House of Representatives - October 18, 2000
The SPEAKER pro tempore. Under a previous order of the House, the gentlewoman from California (Ms. Lee) is recognized for 5 minutes.
Ms. LEE. Mr. Speaker, I rise this evening to recognize and to congratulate a distinguished member of the University of California at Berkeley, Professor Daniel J . McFadden.
Last week, Professor McFadden, along with Professor James Heckman of the University of Chicago, received the Nobel Prize for Economics.
Together, through their research and observations, they have contributed significantly to the understanding of individual and societal behavior. Their vital work cuts across disciplinary barriers and greatly enhances our understanding of economics and public policy.

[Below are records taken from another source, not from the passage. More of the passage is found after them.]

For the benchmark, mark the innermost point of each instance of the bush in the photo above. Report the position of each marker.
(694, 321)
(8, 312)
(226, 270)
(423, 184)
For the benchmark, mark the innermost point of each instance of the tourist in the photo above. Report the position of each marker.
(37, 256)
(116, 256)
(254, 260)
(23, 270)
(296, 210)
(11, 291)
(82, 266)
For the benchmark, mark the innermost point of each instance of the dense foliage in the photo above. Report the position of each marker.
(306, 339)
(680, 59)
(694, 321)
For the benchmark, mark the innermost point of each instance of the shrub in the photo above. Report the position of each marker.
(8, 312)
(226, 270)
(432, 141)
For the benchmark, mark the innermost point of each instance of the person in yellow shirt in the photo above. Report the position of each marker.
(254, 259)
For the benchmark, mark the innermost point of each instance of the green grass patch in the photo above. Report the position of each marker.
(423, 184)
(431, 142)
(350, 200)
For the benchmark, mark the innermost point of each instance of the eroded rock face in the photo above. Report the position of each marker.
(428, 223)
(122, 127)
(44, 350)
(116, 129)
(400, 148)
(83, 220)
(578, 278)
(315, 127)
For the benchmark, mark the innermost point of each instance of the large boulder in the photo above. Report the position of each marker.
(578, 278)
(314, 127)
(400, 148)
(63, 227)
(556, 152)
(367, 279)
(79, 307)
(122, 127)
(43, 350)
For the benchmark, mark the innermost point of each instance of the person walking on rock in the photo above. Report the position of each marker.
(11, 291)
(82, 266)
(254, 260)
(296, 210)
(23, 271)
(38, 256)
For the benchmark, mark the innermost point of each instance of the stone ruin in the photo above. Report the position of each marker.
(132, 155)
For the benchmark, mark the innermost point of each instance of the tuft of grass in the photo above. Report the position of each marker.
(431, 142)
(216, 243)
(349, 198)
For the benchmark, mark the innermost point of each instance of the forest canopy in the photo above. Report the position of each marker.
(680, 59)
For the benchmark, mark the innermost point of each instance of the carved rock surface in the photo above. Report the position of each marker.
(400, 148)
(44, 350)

Prior to joining the world of the academic and social sciences community at the University of California at Berkeley in 1963, Professor McFadden, like many of us, attended public school.

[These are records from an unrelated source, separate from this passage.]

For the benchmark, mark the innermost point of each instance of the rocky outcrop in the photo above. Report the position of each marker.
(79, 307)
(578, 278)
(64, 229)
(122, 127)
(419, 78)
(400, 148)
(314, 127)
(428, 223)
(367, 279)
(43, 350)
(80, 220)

As a young man during his college years, he was always attracted to the studies of human behavior. His passion for the field of behavioral sciences and the drive to learn and analyze human behavior helped launch an ambitious career and a lifelong commitment to the study of behavioral and social sciences.
Subsequently, Dr. McFadden developed and linked these behavioral theories to mathematics, statistics, and economics.
Mr. Speaker, I am proud and honored to congratulate and recognize Professor McFadden for this lifetime of achievements. His dedication and his outstanding work in economics have contributed significantly to our society.
The implications of his research extend far beyond the ivory tower. Because of his efforts, governmental agencies and city planners in the United States are able to make better decisions about health care services, social services, employment programs, transportation, and other critical areas of modern life.
The cities of the San Francisco-Oakland Bay area, for example, owe a great deal of the work to Professor McFadden in terms of his research in helping to shape the design of our Bay Area Rapid Transit commuter train system, which is very crucial to tens of thousands of people for their daily commute to work.
Professor Daniel McFadden joins 16 other Berkeley colleagues as Nobel Prize winners. This impressive roster of intellectuals also demonstrates the commitment of this university to the larger social and economic world. As an alumna of the University of California at Berkeley, I am especially proud of these accomplishments.
Mr. Speaker, once again, I congratulate Professor McFadden for his Nobel Prize award. I appreciate having this opportunity to express my appreciation for the hard work and commitment of our most recent Nobel Prize winner in economics, Professor Daniel J . McFadden.